Everyone at the Adam Smith Institute is saddened to learn of the death of John Marks, the veteran campaigner for transparency and higher standards in the state school system.
Today it is hard to remember – well, perhaps not so hard – that in the 1960s and 1970s state school teachers consistently refused to make their examination results public. They argued that examination results were only a part of what makes a well-rounded citizen, that parents would not understand what the results meant, and that 'league tables' of school examination performance would stigmatise those performing most poorly.
Whatever small grain of truth there might have been in these claims, the net result was that taxpayers were pouring millions into a school system, with no way of finding out what if anything their money was buying. And parents had absolutely no information on which to judge the quality of their school.
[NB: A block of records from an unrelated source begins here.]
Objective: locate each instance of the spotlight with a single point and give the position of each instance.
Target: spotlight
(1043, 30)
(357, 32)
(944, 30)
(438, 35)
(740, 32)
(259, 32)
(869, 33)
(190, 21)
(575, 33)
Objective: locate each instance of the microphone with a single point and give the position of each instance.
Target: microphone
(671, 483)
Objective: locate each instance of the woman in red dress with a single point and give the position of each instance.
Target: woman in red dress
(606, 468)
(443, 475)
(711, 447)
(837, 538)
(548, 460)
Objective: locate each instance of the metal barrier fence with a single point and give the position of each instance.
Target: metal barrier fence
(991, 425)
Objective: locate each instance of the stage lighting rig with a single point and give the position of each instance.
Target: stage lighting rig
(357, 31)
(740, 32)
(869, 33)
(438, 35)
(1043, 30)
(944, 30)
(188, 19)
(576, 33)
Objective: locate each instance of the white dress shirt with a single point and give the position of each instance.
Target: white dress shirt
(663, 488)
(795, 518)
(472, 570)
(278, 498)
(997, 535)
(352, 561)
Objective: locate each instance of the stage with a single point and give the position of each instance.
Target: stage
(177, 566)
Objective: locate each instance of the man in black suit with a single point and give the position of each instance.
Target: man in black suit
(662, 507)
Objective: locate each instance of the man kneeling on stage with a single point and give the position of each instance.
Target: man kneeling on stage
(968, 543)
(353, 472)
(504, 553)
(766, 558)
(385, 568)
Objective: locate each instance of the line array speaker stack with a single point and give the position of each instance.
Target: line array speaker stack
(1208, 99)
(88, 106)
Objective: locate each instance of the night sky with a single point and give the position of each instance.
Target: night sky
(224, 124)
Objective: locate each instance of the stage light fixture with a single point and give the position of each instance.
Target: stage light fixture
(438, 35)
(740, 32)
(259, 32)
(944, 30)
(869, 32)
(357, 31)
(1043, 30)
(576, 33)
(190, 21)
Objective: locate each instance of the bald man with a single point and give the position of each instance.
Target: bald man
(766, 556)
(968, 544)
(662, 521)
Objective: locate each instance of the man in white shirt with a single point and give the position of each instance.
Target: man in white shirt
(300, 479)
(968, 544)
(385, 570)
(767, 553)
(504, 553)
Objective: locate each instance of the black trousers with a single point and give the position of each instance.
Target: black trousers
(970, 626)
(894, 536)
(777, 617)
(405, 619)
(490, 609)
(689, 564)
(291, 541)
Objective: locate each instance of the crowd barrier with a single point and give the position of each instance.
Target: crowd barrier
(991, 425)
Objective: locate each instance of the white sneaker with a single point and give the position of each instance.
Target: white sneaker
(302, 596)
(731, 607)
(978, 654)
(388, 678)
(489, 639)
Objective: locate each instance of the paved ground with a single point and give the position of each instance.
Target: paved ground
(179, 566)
When John Marks and colleagues initiated a private survey to gather school examination results, many schools – and indeed entire education authorities – refused to send him any results.
Eventually Margaret Thatcher's administration accepted the need for transparency in school performance measures, and published the 'league tables' – exposing the so-called 'hidden garden' of education and leading to a huge focus on standards, in particular the exposure of bad schools and bad teachers who were ruining the prospects of generations of young people.
A physics teacher at North London Polytechnic, he also exposed the political corruption of the higher education sector, where independent-minded teachers were being sidelined and worn down for standing up to the perversion of the curriculum, and the widespread denial of free speech and debate, that was occurring as a result of the domination of Marxist students, teachers and administrators.